Amnesty, Penchant for Paying Ransoms to Terrorists Prompted Dapchi Girls Abduction
While the Nigerian government is bent on freeing Boko Haram Terrorists under various guises – prisoner swap deals, wishy-washy deradicalization programs and lack of evidence, the sect remains unfazed and resilient. The offshoot of the ‘famed’ negotiation between Boko Haram and the Nigerian government was the swapping of 84 abducted Chibok schoolgirls with five detained senior Boko Haram commanders and reportedly, payment of a humongous two million Euros ransom to the Islamic Sect. Similarly, we hear a that quid pro quo payment of ransom facilitated the recent release of University of Maiduguri lecturers and some women who had been abducted by a faction of Boko Haram. What do you expect when a government inadvertently becomes the chief financier of an unremorseful band of terrorists? Boko Haram has essentially tried and mastered the art of kidnap for ransom as a manipulative bargaining chip. They give with one hand (release some Chibok schoolgirls) and take (Dapchi schoolgirls) with the other hand. Discerning minds are not surprised with Boko Haram’s recurrent attacks. My analysis published September 22nd 2016: ‘’Recidivism; Unintended Consequences of Amnesty To Boko Haram Insurgents, Militants And Chibok Girls’ Swop’’ and ‘’Terrorist Recidivism: Rethinking the Carte Blanche Amnesty to Boko Haram Terrorists’’ published February 7th 2018, forecasted the turnout of events. This vicious cycle of kidnap for ransom and extortion (KRE), will likely persist in the foreseeable future.
Many out there, not just Nigerians are ashamed of this Dapchi schoolgirls’ abduction saga. To paraphrase CNN’s Isha Sesay’s assertion, Buhari calling the Dapchi schoolgirls abduction a national disaster is an understatement, it is a PROFOUND national disgrace. It follows that no lessons were learnt and no measures were put in place after the Chibok schoolgirls’ abduction to forestall such recurrence.
It feels strange that Boko Haram Terrorists will ‘’disappear’’ hundreds of people from the face of planet earth without Nigerian security and intelligence agencies having any clue as to where these Nigerians vanished to.
Imagine the man hours, logistics and resources involved in planning, abducting hundreds of people, transporting, housing/feeding and clothing them.

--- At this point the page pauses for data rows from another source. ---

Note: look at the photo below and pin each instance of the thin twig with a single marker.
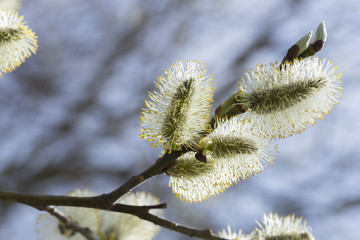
(106, 202)
(146, 215)
(70, 224)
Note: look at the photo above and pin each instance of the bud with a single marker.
(179, 112)
(117, 226)
(303, 43)
(320, 33)
(17, 41)
(288, 100)
(235, 153)
(284, 228)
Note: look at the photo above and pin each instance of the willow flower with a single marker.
(233, 235)
(50, 227)
(288, 100)
(120, 226)
(17, 41)
(235, 153)
(283, 228)
(179, 112)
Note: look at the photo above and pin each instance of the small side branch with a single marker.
(69, 224)
(145, 215)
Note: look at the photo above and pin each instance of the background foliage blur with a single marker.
(69, 114)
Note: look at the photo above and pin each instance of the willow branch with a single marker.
(146, 215)
(69, 224)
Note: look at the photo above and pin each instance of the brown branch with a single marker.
(70, 224)
(106, 202)
(145, 215)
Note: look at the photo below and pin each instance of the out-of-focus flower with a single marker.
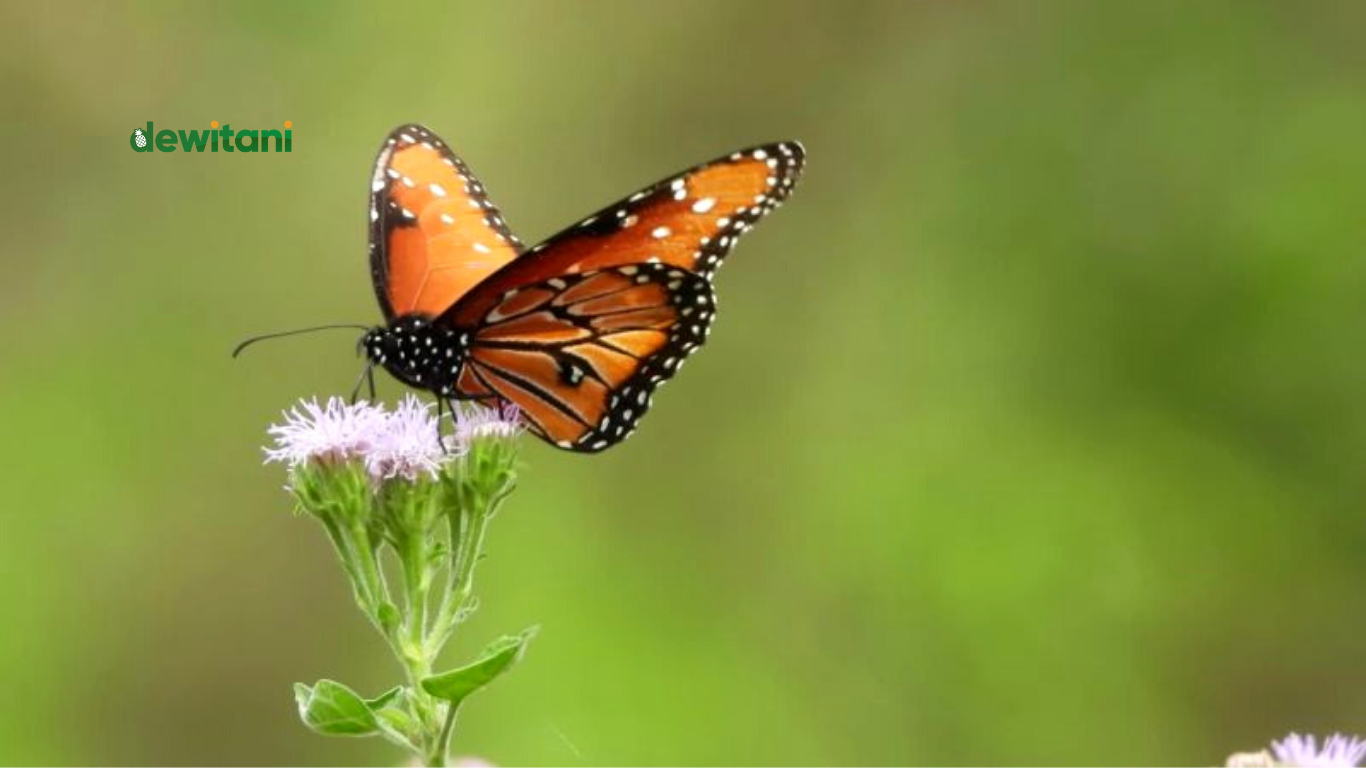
(331, 433)
(409, 444)
(1250, 760)
(1305, 752)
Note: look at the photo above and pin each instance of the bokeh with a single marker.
(1030, 431)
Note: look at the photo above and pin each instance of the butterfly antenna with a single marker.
(283, 334)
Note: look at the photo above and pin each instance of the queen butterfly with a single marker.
(577, 331)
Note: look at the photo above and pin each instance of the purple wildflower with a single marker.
(331, 433)
(474, 421)
(1337, 752)
(409, 444)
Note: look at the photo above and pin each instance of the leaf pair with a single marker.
(335, 709)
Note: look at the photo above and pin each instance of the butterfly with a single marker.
(577, 331)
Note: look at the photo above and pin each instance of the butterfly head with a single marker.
(418, 353)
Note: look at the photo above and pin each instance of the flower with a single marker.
(474, 421)
(1303, 752)
(409, 444)
(331, 433)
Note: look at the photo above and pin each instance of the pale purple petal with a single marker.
(1303, 750)
(474, 421)
(407, 446)
(335, 432)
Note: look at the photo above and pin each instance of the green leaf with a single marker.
(391, 711)
(333, 709)
(379, 701)
(497, 657)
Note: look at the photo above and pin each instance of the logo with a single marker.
(209, 140)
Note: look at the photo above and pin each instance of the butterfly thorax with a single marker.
(418, 353)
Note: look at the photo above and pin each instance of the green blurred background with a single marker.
(1032, 429)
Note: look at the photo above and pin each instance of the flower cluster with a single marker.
(387, 487)
(1299, 750)
(400, 443)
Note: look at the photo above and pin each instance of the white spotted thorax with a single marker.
(418, 353)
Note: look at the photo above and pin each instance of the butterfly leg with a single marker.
(366, 373)
(440, 418)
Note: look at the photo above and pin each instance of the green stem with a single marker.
(443, 745)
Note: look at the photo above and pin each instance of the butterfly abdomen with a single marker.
(420, 354)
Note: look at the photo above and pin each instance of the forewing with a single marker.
(687, 222)
(433, 231)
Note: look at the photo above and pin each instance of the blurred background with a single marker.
(1030, 432)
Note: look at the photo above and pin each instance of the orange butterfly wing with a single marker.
(433, 231)
(689, 222)
(581, 354)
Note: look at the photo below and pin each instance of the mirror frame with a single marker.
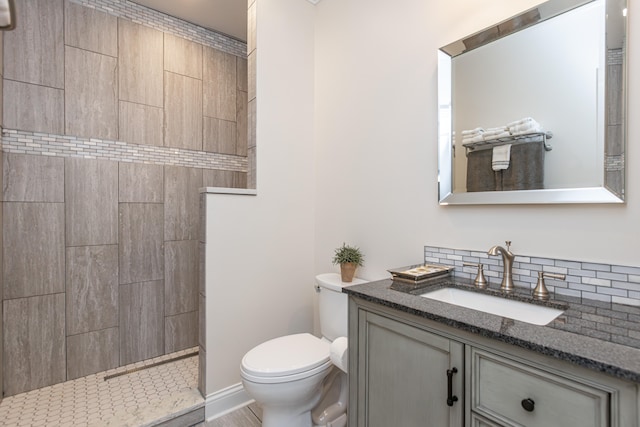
(604, 194)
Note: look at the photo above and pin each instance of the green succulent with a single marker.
(348, 254)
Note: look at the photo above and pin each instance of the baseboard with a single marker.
(225, 401)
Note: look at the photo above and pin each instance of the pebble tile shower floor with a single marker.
(136, 398)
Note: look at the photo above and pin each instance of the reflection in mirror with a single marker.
(532, 110)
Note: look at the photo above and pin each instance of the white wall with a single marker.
(376, 145)
(260, 249)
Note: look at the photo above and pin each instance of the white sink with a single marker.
(517, 310)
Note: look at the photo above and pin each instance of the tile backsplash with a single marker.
(603, 282)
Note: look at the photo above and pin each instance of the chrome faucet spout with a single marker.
(507, 261)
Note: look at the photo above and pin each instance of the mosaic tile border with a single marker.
(602, 282)
(25, 142)
(154, 19)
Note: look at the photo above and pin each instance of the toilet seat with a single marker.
(286, 359)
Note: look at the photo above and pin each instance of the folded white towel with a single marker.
(501, 157)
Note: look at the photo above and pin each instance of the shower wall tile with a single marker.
(182, 56)
(219, 136)
(181, 331)
(32, 107)
(181, 276)
(141, 124)
(219, 84)
(181, 202)
(40, 33)
(142, 317)
(141, 183)
(91, 189)
(90, 29)
(242, 120)
(222, 178)
(91, 288)
(39, 361)
(29, 178)
(33, 249)
(141, 253)
(182, 112)
(91, 102)
(92, 352)
(140, 63)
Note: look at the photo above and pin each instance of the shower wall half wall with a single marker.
(114, 116)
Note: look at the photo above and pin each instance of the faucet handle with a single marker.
(480, 281)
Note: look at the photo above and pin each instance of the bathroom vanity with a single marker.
(419, 361)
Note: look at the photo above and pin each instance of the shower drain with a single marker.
(152, 365)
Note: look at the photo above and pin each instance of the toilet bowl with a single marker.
(292, 375)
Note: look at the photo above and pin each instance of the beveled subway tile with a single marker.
(90, 29)
(142, 317)
(141, 248)
(33, 249)
(181, 276)
(92, 352)
(182, 112)
(141, 183)
(141, 124)
(91, 103)
(29, 178)
(39, 361)
(91, 208)
(181, 203)
(92, 288)
(181, 331)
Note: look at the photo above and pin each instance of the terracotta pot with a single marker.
(347, 271)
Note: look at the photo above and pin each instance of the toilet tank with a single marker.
(333, 305)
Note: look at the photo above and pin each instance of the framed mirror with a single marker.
(532, 110)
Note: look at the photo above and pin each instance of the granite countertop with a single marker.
(597, 335)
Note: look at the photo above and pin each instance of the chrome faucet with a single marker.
(507, 261)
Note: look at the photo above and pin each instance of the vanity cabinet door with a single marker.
(516, 394)
(403, 378)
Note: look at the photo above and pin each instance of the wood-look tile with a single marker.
(182, 56)
(141, 321)
(141, 183)
(34, 51)
(29, 178)
(40, 360)
(90, 29)
(181, 331)
(181, 202)
(91, 288)
(219, 136)
(91, 103)
(180, 276)
(224, 179)
(219, 84)
(141, 249)
(91, 190)
(140, 62)
(182, 112)
(242, 123)
(33, 249)
(241, 70)
(141, 124)
(92, 352)
(33, 107)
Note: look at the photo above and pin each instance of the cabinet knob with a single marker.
(528, 404)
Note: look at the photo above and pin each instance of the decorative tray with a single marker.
(419, 272)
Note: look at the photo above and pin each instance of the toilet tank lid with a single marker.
(334, 281)
(286, 355)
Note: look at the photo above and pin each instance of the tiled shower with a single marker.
(100, 226)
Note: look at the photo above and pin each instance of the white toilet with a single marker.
(289, 376)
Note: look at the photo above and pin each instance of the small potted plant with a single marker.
(349, 258)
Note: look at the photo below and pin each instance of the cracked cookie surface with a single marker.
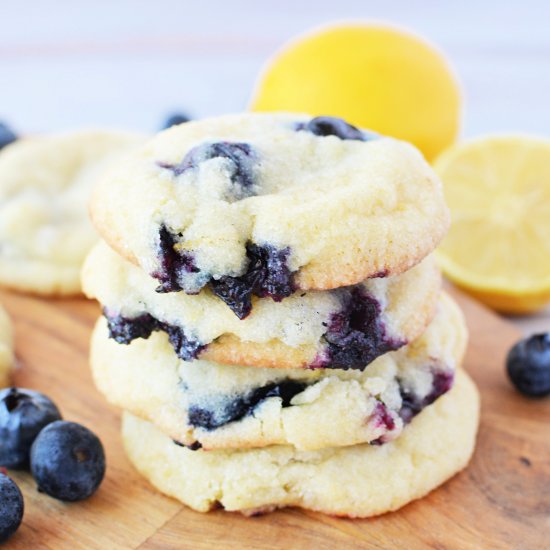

It is not a mean feat. This explains why doubting Thomases dispute the plausibility of the Chibok schoolgirls abduction till date. I may be forced to concede that Boko Haram Terrorists are after all a step, or several steps ahead of the Nigerian security/intelligence agencies. The Chibok and Dapchi schoolgirls’ abduction debacle attest inter-alia that-
(a) The Nigerian government albeit a signatory to the Safe School Declaration/Initiative, has failed to ensure that schools in northeast Nigeria are safe and conducive for learning
(b) Contrary to the stale spin by the Nigerian government and the military, Boko Haram is still very much a threat; it has not been defeated, technically or otherwise
(c) Nigeria is struggling to hold on to swathes of grounds it reclaimed from Boko Haram
(d) There are ungoverned spaces in Nigeria
(e) Nigeria is systematically exhibiting symptoms of a failing or failed state; this explains why the Fund For Peace (FFP), a Washington DC-based organization, for the second time in a row, ranked Nigeria as the thirteenth least stable country in the world out of 177 nations appraised in the 2017 Fragile State Index (FSI). The least Nigerians expect is that some people up there in the security echelon would take responsibility for this massive international embarrassment, breach of security and intelligence failure and do the needful – throw in the towel – or be sacked. By the way, Boko Haram Terrorist group has metamorphosed into a political game changer. The Chibok schoolgirls’ abduction was one of Goodluck Jonathan’s undoing and contributed to his unsuccessful re-election bid.